The first time he pulled on a Laois jersey was in 1965 when he lined out for the Laois minor football team against Offaly in Newbridge; he was only 15.
They lost but it was still the start of something special. For the next 20 years he adorned the Laois jersey with great distinction and a huge sense of pride.
The following year, still two years outside his age group, he won a Leinster minor championship and then went and kicked the equalising point against Down in the All Ireland semi-final in Croke Park.
They lost the replay in Navan but he was quickly establishing himself as a precocious talent and a name to remember.
Laois won the Leinster minor final the following year as well but fell to Cork in the final.
In his last year as a minor, in 1968, Laois lost the Leinster final to Dublin on what was a dark day for Laois football as they then went and lost to Longford in the senior decider.

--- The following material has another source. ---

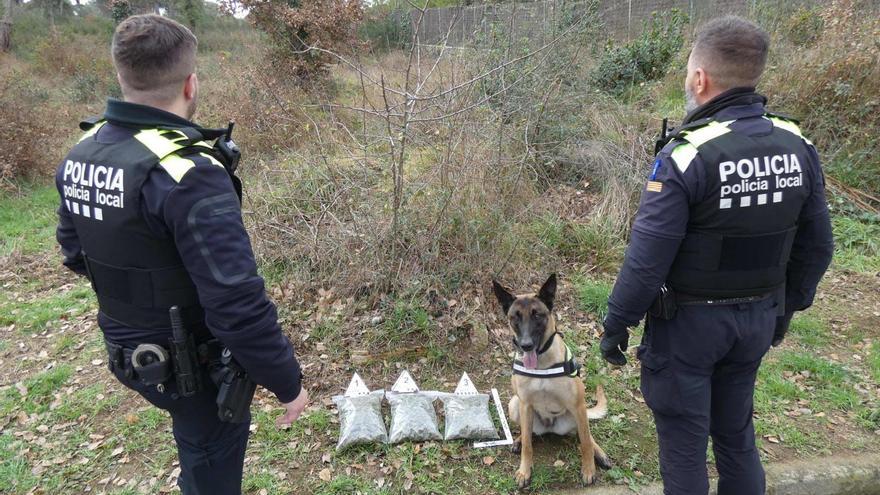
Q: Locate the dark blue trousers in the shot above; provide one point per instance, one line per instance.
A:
(698, 378)
(211, 452)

On the club scene the greatest day came in 1969 when he was midfield on the Timahoe team that won their first and, to this day, only Laois SFC.
His brother Tom was midfield beside him while other brothers, Dick (who later spent eight years as Laois GAA chairman and also a member of Laois County Council), Jim and John were also key players.

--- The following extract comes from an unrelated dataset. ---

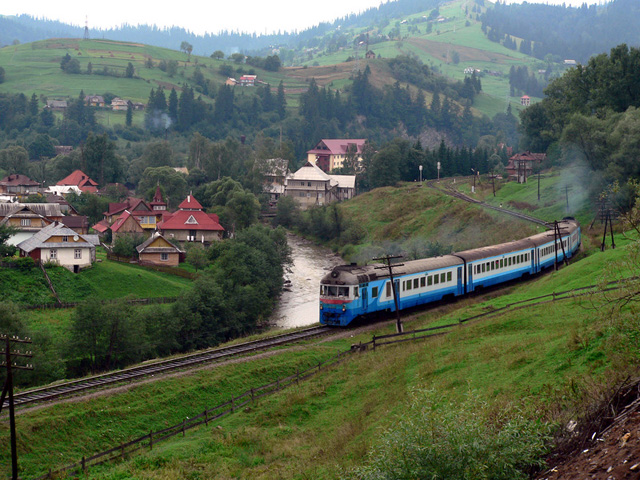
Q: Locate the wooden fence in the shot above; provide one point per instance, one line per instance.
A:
(133, 301)
(152, 266)
(125, 450)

They beat Portlaoise in the final, gaining revenge for defeat at the same stage a year previous.
Indeed he played in five senior finals in total, losing in 1965 (when he came on as a sub at half time), 1968, 1973 and 1978, when he was manager.
His inter-county management career started in 1988 when he took over Laois and he did two years in the job but lost in the early stages of the championship on both occasions.

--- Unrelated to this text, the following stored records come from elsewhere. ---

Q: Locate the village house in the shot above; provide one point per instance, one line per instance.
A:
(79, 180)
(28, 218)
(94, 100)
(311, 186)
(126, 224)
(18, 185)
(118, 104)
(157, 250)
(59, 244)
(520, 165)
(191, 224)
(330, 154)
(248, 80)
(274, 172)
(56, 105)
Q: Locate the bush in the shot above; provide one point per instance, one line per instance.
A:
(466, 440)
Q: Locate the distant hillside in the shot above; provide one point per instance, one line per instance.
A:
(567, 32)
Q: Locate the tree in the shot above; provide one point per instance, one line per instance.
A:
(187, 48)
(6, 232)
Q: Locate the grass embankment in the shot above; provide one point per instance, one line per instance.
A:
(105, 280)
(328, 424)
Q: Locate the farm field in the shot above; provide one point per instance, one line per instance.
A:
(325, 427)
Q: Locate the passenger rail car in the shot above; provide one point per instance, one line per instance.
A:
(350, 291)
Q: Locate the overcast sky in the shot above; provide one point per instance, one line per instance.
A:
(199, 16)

The fact that he had played with a large number of the players he had soldiered with for many years made his job more difficult.
When he took over Eire Og in the early 90s, he quickly established them as the dominant club in Carlow and then took it on to an even higher level by winning three provincial titles and losing All Ireland finals in 1993 – when they were beaten narrowly after a replay and had a goal controversially disallowed near the end – and again in 1996 to Kerry’s Laune Rangers.
In the autumn of 1994 he also took on the Carlow county job, winning an All Ireland ‘B’ title with them and coming very close to shocking Laois in the opening round of the championship in 1995.
Laois won with a late point from Michael Turley but when that was later proven to have gone wide, a re-fixture was scheduled for the following Sunday and Carlow led for most of the game but eventually lost by three points.
He left the job in 1997 after the Carlow Supporters Club, who had lured him to the job in the first place, clashed with the county board.
A general theme that has emerged is that he was ahead of his time as a manager in terms of training methods and looking after players.
Indeed Eire Og were one of the first high-profile teams to bring men behind the ball and suffocate the opposition, similar to what has become very fashionable in recent times.
As a player he regularly demanded better conditions for players and he spoke passionately about the need for the GAA to do more for the dub scene.
He reckoned that clubs were being neglected and that designated ‘Club Sundays’ should be introduced which would help promote club games and would allow clubs have the exclusive use of their players.
In 1981 – the year he also played in a Leinster final with Laois – he helped organise Laois’ three-week tour of the USA and he went back three years later to help fundraise for the re-development of O’Moore Park.
His death in 2006 was a shock to all. Arles-Killeen later went to the Laois SFC final under Wicklow man Hugh Kenny and in the last number of years his daughter Alison established herself as a top international rugby player and has won a Grand Slam with Ireland as well as appearing in a World Cup semi-final.
Laois v Carlow in Division 4 of the National Football League takes place this afternoon in Dr Cullen Park at 2pm.